Last week a high school teacher named Jay Bennish made the news by being suspended pending an investigation by his local school Board. Mr. Bennish is supposed to be a Geography teacher, but he must be a frustrated Social Studies teacher because he got into things that were out of his subject areas. His remarks that caused the controversy and which led to the investigation concerned the Iraq war, America, and President Bush. He said he was answering questions put to him by his students, but the tape I heard sounded as if he was the one who initiated the discussion, and it was during this discussion that he was asked questions by some of the students, one in particular who also taped the discussion.
Mr. Bennish took opposition to the war in Iraq, which as a private citizen he has every right to do, but does that also give him the right to interject such feelings into a public school geography class? He also said that America is the most violent nation on earth today, and although I admit that I may not have heard his entire comment, there was no evidence presented to back up that charge. Even if there were, where does his statement fit into the curriculum of a high school geography class? In another statement, he compared President Bush to Adolph Hitler. Once again, he certainly has the right to his own political feelings, but does he have the right to express these to kids in a high school geography class? Mr. Bennish's lawyer is defending his right to make these outlandish statements on the grounds of academic freedom.
Academic Freedom does not give a teacher the right to make outlandish remarks to his impressionable students.
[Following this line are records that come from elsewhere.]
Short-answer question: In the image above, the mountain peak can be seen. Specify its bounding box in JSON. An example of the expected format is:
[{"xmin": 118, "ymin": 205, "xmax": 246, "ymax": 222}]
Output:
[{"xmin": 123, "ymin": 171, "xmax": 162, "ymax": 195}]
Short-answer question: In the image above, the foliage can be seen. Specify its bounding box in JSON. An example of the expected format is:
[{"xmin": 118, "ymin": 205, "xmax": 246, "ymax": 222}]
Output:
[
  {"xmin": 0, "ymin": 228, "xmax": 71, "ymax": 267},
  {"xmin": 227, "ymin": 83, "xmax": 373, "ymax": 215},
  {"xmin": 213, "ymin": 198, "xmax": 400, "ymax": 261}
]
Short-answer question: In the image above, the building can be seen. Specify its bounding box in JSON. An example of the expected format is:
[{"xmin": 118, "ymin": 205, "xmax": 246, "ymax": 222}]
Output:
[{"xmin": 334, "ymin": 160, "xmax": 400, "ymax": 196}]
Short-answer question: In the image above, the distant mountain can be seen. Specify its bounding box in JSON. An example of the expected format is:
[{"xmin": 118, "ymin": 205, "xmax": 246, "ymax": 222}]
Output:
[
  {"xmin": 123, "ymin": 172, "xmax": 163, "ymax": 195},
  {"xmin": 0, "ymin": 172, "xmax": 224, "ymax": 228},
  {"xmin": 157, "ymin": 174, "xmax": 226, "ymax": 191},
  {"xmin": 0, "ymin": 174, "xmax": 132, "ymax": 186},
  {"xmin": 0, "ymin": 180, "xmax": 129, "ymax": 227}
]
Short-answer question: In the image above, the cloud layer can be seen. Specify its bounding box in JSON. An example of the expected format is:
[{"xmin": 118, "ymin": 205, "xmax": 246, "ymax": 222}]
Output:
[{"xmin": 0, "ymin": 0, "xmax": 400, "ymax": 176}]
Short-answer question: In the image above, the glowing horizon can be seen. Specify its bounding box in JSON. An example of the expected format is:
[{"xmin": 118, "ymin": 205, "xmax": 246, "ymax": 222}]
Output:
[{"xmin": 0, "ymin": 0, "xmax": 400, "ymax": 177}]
It does not give him the right to make any comment he chooses to make. If that were the case, then a Christian teacher could freely express his or her faith in God, in His Word, in creation, etc., but they are forbidden to do so under the so-called constitutional "separation of church and state." When I was teaching in public school, a biology teacher at the same school was an atheist. He taught his own brand of religion freely, taught Darwinian Evolution as a fact of science, and picked at and made fun of the students in the class who believed in God and the Bible. Often students would come to me, some with tears, knowing I was also a preacher and ask me questions after one of his harangues. This was in personal conversations on my own free time. Nothing was done to stop this teacher's attacks on believing students, but I was told by the principle that I was hired to teach English not to teach the Bible. My response to him was that I was not teaching the Bible, but if the Biology teacher had the right to teach Evolution as a fact, and to attack the Christian believers in his class, as long as he did that and students came to me with their questions, I would answer them.